Waukesha officials say that there will be more public meetings and hearings...later.

That's true, but by that time, the decision to file the application will be further set in stone, and the impact of public participation will be further diminished.

Officials also stress that their application for Lake Michigan water is in the "potential" phase, but it has had a brace of consultants, lawyers, public relations specialists and city staffers working on one phase or another of the process since 2004.

The application for the diversion, including the return of water to Lake Michigan via the city's treated sewage using Underwood Creek in Wauwatosa, is a foregone conclusion - - made more likely by the willingness of the Wisconsin Department of Natural Resources to accept Waukesha's application without having drafted administrative rules governing what an application will include.

Waukesha has argued that the DNR has done this in other regulatory questions, but you'd think the huge effort extended in the state and across the Great Lakes region for years to produce the Great Lakes Compact, and the significance of protecting the planet's biggest supply of surface freshwater, would have led the DNR to have rules at least in draft form before accepting an application from Waukesha the agency has long known is coming its way.

Remember: Waukesha's application for a diversion outside of the Great Lakes basin will be the first of its kind under the Compact - - an eight state agreement with two Canadian provinces that has also been approved by the US Congress and signed by the President.
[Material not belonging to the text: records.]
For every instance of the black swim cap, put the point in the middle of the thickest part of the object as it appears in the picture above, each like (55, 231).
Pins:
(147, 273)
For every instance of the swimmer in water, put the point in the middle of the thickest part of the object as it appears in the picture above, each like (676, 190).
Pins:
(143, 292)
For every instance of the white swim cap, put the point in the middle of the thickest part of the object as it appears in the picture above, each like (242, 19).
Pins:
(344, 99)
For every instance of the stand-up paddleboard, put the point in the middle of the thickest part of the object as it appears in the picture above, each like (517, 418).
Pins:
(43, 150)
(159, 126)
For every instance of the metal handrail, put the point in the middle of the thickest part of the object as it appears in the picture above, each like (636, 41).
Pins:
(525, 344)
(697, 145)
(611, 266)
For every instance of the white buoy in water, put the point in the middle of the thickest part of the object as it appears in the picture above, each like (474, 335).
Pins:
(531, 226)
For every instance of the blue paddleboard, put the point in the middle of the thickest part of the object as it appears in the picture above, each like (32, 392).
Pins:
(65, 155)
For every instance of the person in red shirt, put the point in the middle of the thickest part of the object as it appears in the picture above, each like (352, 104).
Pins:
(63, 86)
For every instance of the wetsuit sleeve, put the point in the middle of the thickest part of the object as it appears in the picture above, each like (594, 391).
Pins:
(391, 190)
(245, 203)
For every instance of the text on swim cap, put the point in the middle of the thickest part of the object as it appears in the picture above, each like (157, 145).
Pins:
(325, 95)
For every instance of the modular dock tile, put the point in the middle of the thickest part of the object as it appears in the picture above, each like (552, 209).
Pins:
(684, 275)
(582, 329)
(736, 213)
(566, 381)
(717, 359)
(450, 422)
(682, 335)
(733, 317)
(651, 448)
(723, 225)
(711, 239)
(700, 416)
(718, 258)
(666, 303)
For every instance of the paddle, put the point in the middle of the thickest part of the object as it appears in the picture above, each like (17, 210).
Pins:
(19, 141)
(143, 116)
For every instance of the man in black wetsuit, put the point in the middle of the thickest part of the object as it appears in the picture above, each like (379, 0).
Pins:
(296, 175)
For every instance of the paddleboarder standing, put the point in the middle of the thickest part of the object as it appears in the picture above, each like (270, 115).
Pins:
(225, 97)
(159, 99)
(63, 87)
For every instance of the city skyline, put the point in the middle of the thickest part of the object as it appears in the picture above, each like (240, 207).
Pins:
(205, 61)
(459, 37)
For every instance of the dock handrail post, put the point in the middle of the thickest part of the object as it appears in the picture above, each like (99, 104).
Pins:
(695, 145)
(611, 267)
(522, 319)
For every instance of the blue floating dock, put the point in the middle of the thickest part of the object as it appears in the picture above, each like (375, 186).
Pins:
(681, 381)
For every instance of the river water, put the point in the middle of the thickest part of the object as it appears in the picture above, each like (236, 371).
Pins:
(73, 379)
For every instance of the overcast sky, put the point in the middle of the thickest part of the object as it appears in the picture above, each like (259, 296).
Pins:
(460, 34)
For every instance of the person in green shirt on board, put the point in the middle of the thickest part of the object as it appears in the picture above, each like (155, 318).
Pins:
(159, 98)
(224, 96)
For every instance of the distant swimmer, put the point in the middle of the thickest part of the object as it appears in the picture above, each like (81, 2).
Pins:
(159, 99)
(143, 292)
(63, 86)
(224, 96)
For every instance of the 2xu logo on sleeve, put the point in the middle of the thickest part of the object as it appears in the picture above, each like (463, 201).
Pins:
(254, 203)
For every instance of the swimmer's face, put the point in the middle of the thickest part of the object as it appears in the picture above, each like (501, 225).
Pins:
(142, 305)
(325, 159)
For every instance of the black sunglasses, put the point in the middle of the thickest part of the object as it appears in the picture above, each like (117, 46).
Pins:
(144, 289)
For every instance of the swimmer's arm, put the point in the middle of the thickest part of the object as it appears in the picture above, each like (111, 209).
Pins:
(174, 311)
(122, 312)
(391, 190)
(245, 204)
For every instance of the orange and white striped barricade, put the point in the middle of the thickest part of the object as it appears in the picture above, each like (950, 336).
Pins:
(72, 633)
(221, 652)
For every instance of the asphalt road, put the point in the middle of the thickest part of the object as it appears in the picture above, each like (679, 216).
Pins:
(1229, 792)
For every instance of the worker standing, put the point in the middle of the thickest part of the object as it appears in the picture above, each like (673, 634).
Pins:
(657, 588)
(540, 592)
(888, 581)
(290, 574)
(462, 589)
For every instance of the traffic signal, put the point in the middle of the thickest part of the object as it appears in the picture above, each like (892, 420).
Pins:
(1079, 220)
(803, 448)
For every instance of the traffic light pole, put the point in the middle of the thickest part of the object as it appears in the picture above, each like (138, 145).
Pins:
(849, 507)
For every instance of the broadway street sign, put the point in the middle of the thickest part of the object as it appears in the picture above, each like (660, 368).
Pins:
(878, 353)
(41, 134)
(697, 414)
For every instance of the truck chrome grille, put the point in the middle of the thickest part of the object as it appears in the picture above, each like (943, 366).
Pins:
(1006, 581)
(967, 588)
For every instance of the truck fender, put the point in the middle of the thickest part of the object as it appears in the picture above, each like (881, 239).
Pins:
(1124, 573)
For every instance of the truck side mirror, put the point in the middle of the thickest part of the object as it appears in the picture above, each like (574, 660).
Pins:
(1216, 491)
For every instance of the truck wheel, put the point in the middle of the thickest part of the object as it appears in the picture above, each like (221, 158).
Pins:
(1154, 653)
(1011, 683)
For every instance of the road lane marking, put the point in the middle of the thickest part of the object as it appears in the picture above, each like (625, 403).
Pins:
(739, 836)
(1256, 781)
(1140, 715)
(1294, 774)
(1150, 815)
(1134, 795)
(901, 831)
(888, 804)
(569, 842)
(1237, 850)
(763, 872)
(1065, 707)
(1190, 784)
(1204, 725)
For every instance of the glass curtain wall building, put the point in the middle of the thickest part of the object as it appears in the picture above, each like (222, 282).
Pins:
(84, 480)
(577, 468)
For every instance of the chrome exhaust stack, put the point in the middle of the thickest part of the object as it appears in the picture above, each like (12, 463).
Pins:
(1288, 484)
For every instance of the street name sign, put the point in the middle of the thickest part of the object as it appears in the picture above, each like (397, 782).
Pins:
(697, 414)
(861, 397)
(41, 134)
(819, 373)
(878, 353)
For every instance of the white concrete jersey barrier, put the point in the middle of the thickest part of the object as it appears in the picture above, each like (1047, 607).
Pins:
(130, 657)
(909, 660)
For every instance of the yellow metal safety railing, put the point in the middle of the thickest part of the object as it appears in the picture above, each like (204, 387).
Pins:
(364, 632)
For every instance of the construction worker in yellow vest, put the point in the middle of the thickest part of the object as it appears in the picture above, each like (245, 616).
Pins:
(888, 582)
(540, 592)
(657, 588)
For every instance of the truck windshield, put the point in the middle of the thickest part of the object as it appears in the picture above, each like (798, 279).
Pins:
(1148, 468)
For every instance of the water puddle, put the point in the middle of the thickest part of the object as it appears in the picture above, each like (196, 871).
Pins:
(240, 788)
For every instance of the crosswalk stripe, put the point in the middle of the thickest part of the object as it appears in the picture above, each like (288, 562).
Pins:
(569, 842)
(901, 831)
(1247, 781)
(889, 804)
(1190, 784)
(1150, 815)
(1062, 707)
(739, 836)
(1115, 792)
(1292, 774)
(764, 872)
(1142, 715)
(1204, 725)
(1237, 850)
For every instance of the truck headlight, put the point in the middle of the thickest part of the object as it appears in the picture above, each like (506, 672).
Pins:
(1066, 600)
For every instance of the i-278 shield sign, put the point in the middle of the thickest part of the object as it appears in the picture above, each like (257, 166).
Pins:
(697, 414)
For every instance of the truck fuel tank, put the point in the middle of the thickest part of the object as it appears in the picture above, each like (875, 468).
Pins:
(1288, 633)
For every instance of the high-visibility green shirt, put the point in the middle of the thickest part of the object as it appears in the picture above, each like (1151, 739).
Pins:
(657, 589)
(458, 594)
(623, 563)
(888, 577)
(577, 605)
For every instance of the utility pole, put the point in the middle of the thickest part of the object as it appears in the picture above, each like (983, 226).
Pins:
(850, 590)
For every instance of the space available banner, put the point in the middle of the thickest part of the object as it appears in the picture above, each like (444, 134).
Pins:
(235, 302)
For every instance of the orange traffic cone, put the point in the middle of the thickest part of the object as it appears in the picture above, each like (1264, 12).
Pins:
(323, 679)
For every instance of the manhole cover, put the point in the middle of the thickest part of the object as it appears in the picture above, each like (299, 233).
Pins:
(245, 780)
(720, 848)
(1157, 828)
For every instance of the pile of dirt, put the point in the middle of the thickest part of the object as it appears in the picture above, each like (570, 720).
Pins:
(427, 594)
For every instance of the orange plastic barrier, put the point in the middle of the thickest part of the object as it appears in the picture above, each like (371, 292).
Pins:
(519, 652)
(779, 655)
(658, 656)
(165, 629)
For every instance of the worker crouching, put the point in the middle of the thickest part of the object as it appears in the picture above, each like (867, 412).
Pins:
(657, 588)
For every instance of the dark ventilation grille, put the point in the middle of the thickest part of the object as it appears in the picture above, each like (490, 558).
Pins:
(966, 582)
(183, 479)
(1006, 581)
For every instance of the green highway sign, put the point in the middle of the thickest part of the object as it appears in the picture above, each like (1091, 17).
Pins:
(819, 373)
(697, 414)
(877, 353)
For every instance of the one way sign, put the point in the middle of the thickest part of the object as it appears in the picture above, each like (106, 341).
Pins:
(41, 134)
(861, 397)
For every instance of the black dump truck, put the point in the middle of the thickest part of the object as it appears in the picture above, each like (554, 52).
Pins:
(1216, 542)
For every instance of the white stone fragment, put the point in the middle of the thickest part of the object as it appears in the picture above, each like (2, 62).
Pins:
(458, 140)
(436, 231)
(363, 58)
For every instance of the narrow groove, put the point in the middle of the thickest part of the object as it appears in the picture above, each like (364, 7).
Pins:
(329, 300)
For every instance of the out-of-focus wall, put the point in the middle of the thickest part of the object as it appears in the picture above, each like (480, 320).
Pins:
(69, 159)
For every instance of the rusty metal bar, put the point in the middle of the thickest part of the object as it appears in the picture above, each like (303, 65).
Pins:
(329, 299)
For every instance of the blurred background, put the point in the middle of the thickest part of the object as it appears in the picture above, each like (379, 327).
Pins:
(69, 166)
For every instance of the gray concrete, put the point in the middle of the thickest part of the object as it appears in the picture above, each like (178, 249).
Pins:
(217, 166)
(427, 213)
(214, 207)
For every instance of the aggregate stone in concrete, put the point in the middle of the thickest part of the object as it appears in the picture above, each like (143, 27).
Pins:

The DNR's refusal to write basic rules for such diversion applications will not sit well with the seven other Great Lakes states that also have to approve Waukesha's application.

For Waukesha, it's knowingly rolling the dice.

For the DNR, it's precedent-setting benign neglect for a precedent-setting water diversion.

I expect to hear some palliatives parsed among the platitudes about this, among others, come Monday.

2 comments:

Betsey said...

Amen, Brother Jim. You're spot-on, as usual.

Jim Bouman said...

These people are shameless.

The press release was dated Wednesday, Oct. 7.

It is now 7:00 PM on Thursday October 8.

There is no notice posted on the City of Waukesha Web Site.

There is no notice posted on the Water Utility Web Site.

It is possible that it will be covered by The Waukesha Freeman and/or Milwaukee Journal Sentinel before the weekend. But these are low circulation rags with a reputation--both of them--for simply processing Utility Commission press releases.

It seems clear that Nelson and his guys on the Water Utility Commission intended to give only the barest minimum of notice required by the Open Meetings Law.

And the Mayor's use of the press release as a platform for singing the praises of his scheme is typical Nelson grandstanding.

One can be certain that Nelson will overstep--as usual--his parliamentary obligation to Chair the Monday meeting objectively.

In the past meetings he has hogged the microphone, entered into the debate, and made decisions to ignore and postpone answering questions he didn't like.

The Chair of a public meeting is obligated under the rules of debate and parliamentary procedure to refrain--as the Chair--from taking a position on either side of the question.

When and if the Chairman wants to enter the debate, he is obligated to relinquish the chair and the gavel to someone who will continue to conduct the discussion/debate objectively.